Lula foi quem deu a senha de que era preciso encontrar uma desculpa para o fracasso. Ele disse que o ato foi “mal convocado”, e a responsabilidade foi logo atribuída por seu “entorno” ao ministro da Secretaria-Geral, Márcio Macedo — que contra-atacou dizendo que não é “papel do governo mobilizar atos” e apontando o dedo para as centrais sindicais. Mas, coitadas, o que elas podem fazer diante do “impacto do liberalismo”?
Que o mundo mudou e só os petistas não viram, isso é evidência mais do que forense. Mas não são as grandes mudanças do mundo, entre as reais e as fictícias saídas das cacholas de “cientistas políticos” (profissão que não existe), que são a maior causa da perda de popularidade de Lula.
Boa parte do povão via em Lula um trabalhador que conseguiu chegar ao poder sem perder a sua essência popular e sem perder a preocupação com os pobres. Com a descoberta pela Lava Jato do oceano de lama no qual ele submergiu, Lula passou a ser visto por muitos que o admiravam como mais um político igual a tantos outros ou até pior, porque nunca se esperou que ele fosse se comportar da maneira que se comportou.

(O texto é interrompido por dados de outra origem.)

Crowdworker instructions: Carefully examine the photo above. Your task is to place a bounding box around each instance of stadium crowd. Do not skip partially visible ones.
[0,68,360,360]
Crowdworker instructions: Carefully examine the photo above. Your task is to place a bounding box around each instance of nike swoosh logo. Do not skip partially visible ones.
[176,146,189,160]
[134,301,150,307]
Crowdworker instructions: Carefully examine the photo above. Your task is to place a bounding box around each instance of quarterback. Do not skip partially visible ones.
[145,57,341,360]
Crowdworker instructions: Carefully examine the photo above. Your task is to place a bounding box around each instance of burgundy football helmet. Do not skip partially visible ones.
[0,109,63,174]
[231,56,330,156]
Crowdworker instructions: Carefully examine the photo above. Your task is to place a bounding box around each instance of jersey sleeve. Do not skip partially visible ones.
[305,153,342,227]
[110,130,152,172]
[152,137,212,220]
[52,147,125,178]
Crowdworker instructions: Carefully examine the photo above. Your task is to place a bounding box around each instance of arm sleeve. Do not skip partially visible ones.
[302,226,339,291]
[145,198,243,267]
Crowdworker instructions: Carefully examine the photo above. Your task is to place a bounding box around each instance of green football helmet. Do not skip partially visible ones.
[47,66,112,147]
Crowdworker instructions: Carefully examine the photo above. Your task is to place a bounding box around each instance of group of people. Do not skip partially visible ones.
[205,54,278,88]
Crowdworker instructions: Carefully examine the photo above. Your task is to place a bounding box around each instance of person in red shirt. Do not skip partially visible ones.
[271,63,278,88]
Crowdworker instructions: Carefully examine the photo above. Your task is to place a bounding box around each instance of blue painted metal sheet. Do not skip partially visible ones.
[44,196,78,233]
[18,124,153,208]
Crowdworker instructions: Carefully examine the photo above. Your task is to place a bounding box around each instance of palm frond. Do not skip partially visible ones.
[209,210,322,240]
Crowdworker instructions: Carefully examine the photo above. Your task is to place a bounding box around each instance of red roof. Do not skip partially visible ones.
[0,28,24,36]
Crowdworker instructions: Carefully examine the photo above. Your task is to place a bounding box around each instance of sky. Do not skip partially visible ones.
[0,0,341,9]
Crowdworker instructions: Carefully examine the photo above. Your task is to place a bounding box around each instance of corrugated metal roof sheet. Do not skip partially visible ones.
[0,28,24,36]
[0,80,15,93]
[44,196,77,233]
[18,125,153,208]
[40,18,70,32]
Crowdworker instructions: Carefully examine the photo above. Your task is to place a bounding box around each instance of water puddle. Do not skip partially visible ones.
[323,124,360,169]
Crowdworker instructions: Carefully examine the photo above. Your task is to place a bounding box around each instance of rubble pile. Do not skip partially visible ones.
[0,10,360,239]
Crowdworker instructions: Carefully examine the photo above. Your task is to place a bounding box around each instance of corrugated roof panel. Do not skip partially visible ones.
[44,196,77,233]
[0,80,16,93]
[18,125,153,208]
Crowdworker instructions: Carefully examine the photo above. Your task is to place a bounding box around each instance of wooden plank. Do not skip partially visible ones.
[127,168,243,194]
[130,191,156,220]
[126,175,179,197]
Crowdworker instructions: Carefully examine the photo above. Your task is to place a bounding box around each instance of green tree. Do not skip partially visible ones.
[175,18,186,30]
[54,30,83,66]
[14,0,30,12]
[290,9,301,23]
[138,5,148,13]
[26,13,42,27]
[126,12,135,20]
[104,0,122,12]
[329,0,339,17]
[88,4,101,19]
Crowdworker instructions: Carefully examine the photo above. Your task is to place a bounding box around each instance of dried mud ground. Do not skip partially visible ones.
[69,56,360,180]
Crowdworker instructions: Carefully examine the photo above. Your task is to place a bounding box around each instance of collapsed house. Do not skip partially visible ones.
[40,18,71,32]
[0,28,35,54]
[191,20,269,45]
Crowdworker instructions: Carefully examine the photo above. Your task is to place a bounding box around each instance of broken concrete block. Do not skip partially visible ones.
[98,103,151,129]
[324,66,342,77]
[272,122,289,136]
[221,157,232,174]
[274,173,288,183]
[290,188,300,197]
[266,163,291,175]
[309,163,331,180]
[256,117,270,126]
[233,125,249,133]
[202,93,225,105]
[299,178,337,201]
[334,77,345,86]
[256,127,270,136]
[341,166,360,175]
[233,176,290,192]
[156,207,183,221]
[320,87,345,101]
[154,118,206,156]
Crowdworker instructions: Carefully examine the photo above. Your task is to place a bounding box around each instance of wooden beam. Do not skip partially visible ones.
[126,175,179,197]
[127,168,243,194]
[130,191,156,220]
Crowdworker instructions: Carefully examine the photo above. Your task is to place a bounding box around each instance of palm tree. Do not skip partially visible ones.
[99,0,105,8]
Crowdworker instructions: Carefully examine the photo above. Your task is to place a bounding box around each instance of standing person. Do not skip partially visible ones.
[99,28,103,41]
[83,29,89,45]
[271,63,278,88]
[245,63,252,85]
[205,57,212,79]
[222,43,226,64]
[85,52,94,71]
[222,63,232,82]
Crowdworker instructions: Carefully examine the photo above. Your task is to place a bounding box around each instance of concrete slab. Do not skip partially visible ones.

A sua retórica, o seu jeito de falar, as sua piadas de mesa de bar, as suas esmolas com dinheiro público, nada disso embaça mais a visão sobre o verdadeiro Lula: ele é só outro político antigo, que arrancou uma vitória eleitoral apertadíssima em 2024, graças aos deméritos do concorrente Jair Bolsonaro — que, atacado de todos os lados, ainda consegue se vender como novidade que não é para dezenas de milhões de cidadãos.